| | The Truth Seekers Troubled by inconsistencies in the government's accounts, four widows try to find what really led up to 9-11.
BY GAIL SHEEHY
Earlier this summer, FBI director Robert Mueller III and several senior agents received a group of about 20 visitors in a briefing room of the J. Edgar Hoover Building in Washington, D.C. The director himself narrated a PowerPoint presentation that summarized the numbers of agents and leads and evidence the FBI had collected in the 18-month course of its ongoing investigation of Penttbom, the clever neologism the bureau had invented to reduce the sites of devastation on 9-11 to one word: Pent for Pentagon, Pen for Pennsylvania, tt for the Twin Towers and bom for the four planes that the government had been forewarned could be used as weapons -- even bombs -- but chose to ignore.
After the formal meeting, senior agents in the room faced a grilling by Kristen Breitweiser, a 9-11 widow whose cohorts are three other widowed moms from New Jersey.
"I don't understand, with all the warnings about the possibilities of Al Qaeda using planes as weapons, and the Phoenix Memo from one of your own agents warning that Osama bin Laden was sending operatives to this country for flight-school training, why didn't you check out flight schools before Sept. 11?"
"Do you know how many flight schools there are in the U.S.? Thousands," a senior agent protested. "We couldn't have investigated them all and found these few guys."
"Wait, you just told me there were too many flight schools and that prohibited you from investigating them before 9-11," Breitweiser persisted. "How is it that a few hours after the attacks, the nation is brought to its knees, and miraculously FBI agents showed up at Embry-Riddle flight school in Florida where some of the terrorists trained?"
"We got lucky," was the reply.
Breitweiser then asked the agent how the FBI had known exactly which ATM in Portland, Me., would yield a videotape of Mohammed Atta, the leader of the attacks. The agent got some facts confused, then changed his story. When Breitweiser wouldn't be pacified by evasive answers, the senior agent parried, "What are you getting at?"
"I think you had open investigations before Sept. 11 on some of the people responsible for the terrorist attacks," she said.
"We did not," the agent said unequivocally.
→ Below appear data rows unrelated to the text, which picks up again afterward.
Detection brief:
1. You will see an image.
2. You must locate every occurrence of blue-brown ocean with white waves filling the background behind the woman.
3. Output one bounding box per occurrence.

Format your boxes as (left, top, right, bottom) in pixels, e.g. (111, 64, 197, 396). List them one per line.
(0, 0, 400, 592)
A month later, on the morning of July 24, before the scathing Congressional report on intelligence failures was released, Breitweiser and the three other moms from New Jersey with whom she'd been in league sat impassively at a briefing by staff director Eleanor Hill: In fact, they learned, the F.B.I. had open investigations on 14 individuals who had contact with the hijackers while they were in the United States. The flush of pride in their own research passed quickly. This was just another confirmation that the federal government continued to obscure the facts about its handling of suspected terrorists leading up to the 9-11 attacks.